Effizient, billig und leise
Zahlreiche Arbeitsverhältnisse werden nicht durch Kündigung, sondern durch den Abschluss eines Aufhebungsvertrages beendet. Formelle Hürden sind dabei kaum zu beachten. Festgeschrieben ist nur die Schriftform gem. § 623 Bürgerliches Gesetzbuch (BGB).
Für den Arbeitgeber bietet der Aufhebungsvertrag im Vergleich zur Kündigung einen schnellen und effizienten Weg zur Beendigung des Arbeitsverhältnisses. Er spart Zeit und vor allem Geld für ein langwieriges Kündigungsschutzverfahren, dessen Ausgang offen ist. Zudem können im Aufhebungsvertrag alle noch ungeklärten Punkte wie offene Bonusansprüche, Fragen der betrieblichen Altersversorgung oder Urlaubsansprüche abschließend geregelt werden.
Keine Sozialauswahl und frühes Ausscheiden
Der größte Vorteil für den Arbeitgeber ist allerdings, dass er die teilweise hohen Hürden des Kündigungsschutzgesetzes (KSchG) nicht einhalten muss. Müssen Arbeitsplätze abgebaut werden, fällt zudem die für betriebsbedingte Kündigungen im Einzelfall schwierig durchzuführende und fehleranfällige Sozialauswahl weg.
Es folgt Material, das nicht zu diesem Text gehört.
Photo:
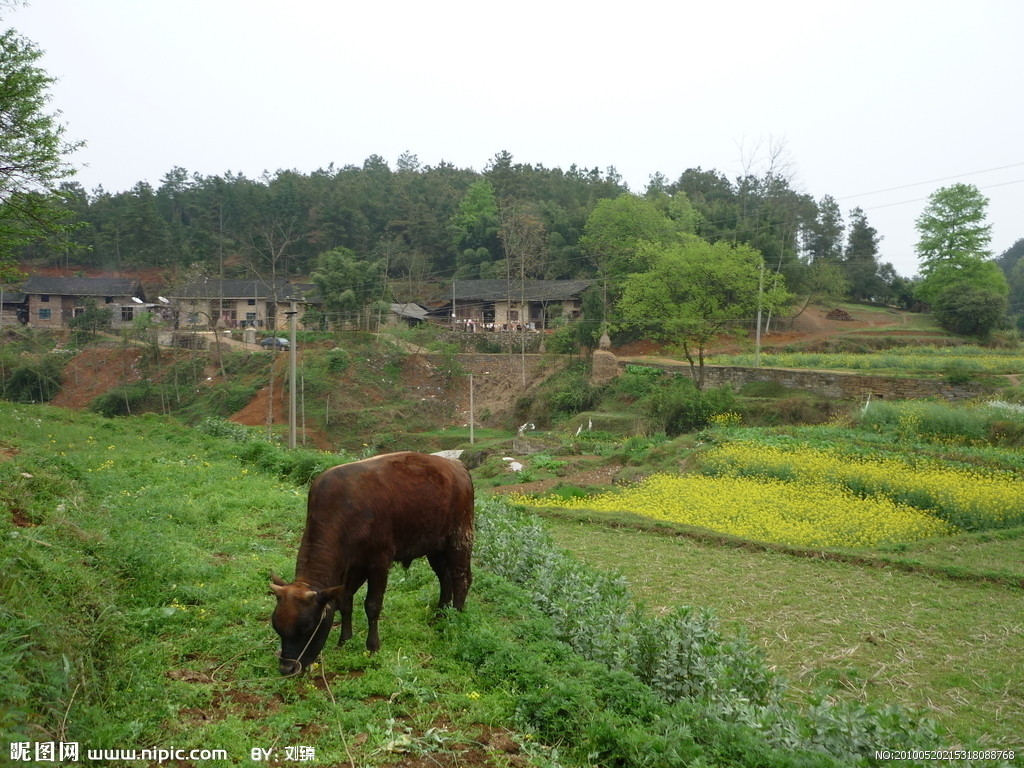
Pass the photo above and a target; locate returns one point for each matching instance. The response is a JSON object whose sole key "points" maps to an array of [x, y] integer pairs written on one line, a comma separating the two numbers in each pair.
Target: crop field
{"points": [[952, 647], [882, 560], [898, 360], [133, 609]]}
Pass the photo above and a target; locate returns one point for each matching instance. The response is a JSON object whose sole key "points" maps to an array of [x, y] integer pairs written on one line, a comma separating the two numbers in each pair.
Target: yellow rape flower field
{"points": [[974, 500], [804, 514]]}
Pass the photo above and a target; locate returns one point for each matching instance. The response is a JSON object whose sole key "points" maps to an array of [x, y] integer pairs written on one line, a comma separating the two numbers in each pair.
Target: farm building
{"points": [[212, 302], [502, 304], [52, 302]]}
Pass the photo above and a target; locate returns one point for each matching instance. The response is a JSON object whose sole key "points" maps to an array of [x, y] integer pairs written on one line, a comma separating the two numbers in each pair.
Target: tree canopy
{"points": [[33, 151], [695, 290]]}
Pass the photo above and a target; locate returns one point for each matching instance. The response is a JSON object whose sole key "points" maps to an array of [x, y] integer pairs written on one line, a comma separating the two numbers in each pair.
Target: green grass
{"points": [[134, 613], [953, 648]]}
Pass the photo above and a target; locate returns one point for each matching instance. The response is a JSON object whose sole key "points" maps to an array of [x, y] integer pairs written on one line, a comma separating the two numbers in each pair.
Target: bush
{"points": [[708, 689], [123, 400], [970, 310], [681, 408], [36, 381]]}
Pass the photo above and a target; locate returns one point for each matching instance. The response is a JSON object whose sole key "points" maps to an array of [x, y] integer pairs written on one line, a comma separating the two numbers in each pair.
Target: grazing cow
{"points": [[360, 518]]}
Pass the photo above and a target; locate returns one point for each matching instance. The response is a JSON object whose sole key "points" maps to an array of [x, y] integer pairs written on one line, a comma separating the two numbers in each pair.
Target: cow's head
{"points": [[302, 617]]}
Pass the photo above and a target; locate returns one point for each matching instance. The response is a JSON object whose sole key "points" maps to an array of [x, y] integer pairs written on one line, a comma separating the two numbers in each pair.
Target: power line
{"points": [[936, 180]]}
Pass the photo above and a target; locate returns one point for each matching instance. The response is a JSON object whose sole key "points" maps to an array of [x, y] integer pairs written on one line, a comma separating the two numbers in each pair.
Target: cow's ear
{"points": [[332, 594]]}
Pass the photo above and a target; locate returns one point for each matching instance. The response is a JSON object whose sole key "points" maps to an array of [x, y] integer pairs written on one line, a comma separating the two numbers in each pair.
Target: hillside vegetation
{"points": [[136, 555]]}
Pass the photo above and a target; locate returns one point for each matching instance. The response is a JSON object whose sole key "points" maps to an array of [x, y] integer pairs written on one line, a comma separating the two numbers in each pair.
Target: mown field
{"points": [[881, 560], [134, 614]]}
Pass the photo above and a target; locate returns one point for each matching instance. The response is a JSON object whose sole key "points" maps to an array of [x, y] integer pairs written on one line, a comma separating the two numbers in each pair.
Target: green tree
{"points": [[475, 231], [952, 227], [860, 262], [90, 321], [953, 239], [32, 153], [348, 285], [694, 291], [615, 230], [823, 236], [970, 309]]}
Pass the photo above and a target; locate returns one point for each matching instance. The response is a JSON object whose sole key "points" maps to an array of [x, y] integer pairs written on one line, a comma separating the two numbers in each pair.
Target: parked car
{"points": [[274, 342]]}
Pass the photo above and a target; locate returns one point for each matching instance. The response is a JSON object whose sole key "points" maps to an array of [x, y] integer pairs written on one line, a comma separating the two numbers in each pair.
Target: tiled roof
{"points": [[534, 290], [82, 286], [215, 288]]}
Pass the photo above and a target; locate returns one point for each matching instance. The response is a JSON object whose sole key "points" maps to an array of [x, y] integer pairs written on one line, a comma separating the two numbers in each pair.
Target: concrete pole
{"points": [[471, 415], [292, 388]]}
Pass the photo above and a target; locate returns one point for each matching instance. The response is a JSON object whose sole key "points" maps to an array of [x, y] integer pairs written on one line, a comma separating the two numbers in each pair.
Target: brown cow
{"points": [[360, 518]]}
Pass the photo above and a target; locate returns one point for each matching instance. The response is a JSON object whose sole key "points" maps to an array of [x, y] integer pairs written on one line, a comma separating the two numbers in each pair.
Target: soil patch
{"points": [[95, 371]]}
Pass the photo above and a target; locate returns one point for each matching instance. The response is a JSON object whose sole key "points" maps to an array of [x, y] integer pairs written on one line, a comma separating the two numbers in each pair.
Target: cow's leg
{"points": [[345, 606], [440, 562], [376, 584], [462, 576], [352, 583]]}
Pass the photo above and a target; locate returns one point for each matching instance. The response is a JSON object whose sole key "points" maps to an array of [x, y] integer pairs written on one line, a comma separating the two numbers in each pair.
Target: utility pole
{"points": [[757, 331], [292, 318], [471, 414]]}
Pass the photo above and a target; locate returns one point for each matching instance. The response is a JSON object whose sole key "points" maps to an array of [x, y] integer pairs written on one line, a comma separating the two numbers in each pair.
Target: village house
{"points": [[13, 307], [216, 303], [52, 302], [511, 304]]}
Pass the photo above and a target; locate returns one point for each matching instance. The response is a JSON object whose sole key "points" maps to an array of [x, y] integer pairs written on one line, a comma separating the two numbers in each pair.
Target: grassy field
{"points": [[134, 606], [952, 647]]}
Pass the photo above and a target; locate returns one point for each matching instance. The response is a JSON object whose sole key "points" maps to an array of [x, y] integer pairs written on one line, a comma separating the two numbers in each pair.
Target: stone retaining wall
{"points": [[829, 384]]}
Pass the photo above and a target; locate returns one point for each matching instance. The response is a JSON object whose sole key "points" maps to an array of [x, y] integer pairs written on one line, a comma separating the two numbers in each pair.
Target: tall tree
{"points": [[953, 240], [860, 262], [33, 148], [475, 230], [696, 290], [348, 285], [823, 235]]}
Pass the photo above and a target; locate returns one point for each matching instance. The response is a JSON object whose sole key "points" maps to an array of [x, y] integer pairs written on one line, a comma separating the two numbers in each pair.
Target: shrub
{"points": [[123, 400], [680, 407], [35, 381]]}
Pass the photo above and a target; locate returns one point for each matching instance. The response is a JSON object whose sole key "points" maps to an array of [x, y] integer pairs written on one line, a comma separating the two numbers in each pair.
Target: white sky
{"points": [[878, 102]]}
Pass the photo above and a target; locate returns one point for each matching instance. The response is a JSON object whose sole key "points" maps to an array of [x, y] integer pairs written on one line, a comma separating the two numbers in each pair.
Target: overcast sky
{"points": [[878, 103]]}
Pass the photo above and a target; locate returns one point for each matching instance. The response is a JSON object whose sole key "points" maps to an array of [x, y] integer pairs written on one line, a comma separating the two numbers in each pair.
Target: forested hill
{"points": [[421, 222]]}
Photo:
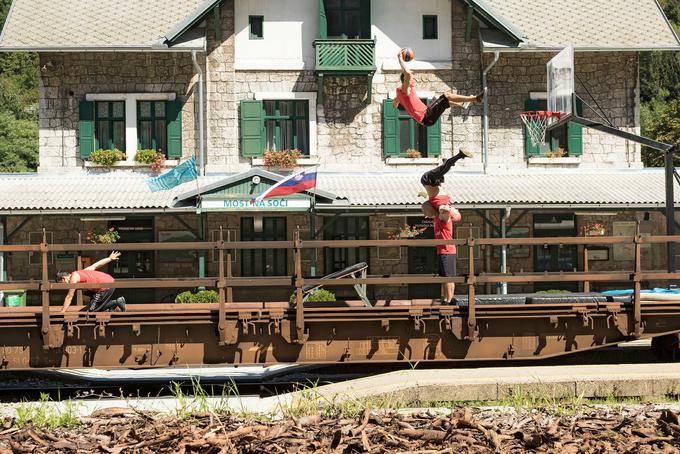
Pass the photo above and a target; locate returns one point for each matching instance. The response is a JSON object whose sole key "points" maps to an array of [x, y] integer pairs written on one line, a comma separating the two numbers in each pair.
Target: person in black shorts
{"points": [[427, 115]]}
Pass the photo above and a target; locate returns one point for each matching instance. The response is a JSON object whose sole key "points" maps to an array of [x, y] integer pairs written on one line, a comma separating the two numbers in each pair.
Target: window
{"points": [[286, 125], [430, 27], [152, 125], [110, 125], [256, 27], [264, 262], [568, 137], [402, 133], [346, 228]]}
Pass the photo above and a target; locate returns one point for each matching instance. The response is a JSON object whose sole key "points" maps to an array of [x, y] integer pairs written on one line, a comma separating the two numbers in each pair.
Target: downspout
{"points": [[201, 145], [505, 215], [485, 115]]}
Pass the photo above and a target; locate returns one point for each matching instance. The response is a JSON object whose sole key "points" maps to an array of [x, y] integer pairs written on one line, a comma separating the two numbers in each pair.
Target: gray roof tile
{"points": [[621, 24], [40, 24], [128, 191]]}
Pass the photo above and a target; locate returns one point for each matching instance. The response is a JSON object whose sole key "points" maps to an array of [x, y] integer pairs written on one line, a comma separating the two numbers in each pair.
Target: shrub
{"points": [[184, 298], [203, 296], [318, 296], [106, 158], [284, 159]]}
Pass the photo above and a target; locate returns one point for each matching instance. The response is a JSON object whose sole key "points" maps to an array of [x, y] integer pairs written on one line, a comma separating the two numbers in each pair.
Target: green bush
{"points": [[184, 298], [206, 296], [146, 156], [106, 158], [203, 296], [318, 296]]}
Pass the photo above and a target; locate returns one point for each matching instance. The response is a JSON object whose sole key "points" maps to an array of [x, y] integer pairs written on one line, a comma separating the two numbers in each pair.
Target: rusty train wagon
{"points": [[477, 327]]}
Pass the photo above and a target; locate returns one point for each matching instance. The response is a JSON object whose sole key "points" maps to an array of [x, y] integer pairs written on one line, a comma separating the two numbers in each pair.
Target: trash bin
{"points": [[15, 298]]}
Doch auch für den Arbeitnehmer kann sich der Abschluss eines Aufhebungsvertrages lohnen. So lässt sich häufig eine Abfindung für den Verlust des Arbeitsplatzes aushandeln. Hat der Arbeitnehmer bereits eine neue Stelle in Aussicht, kann im Aufhebungsvertrag auch der Verzicht auf die ordentliche Kündigungsfrist vereinbart werden. Damit steht der Arbeitnehmer seinem potenziellen neuen Arbeitgeber früher als bei einer Kündigung zur Verfügung. Will der Arbeitgeber das Arbeitsverhältnis aus verhaltensbedingten Gründen beenden, ist ein gesichtswahrendes und geräuschloses Ausscheiden möglich, ohne dass die Vorwürfe in einem Gerichtsverfahren thematisiert werden.
Risiko einer Sperrzeit
Häufig scheuen Arbeitnehmer den Aufhebungsvertrag, weil sie Angst vor der Verhängung einer Sperrzeit durch die Arbeitsagentur haben. Durch diese Regelung sanktioniert die Arbeitslosenversicherung die Herbeiführung der Arbeitslosigkeit, ohne dass dafür ein wichtiger Grund im Sinne des § 159 Abs. 1 Sozialgesetzbuch (SGB) III als Rechtfertigung vorlag.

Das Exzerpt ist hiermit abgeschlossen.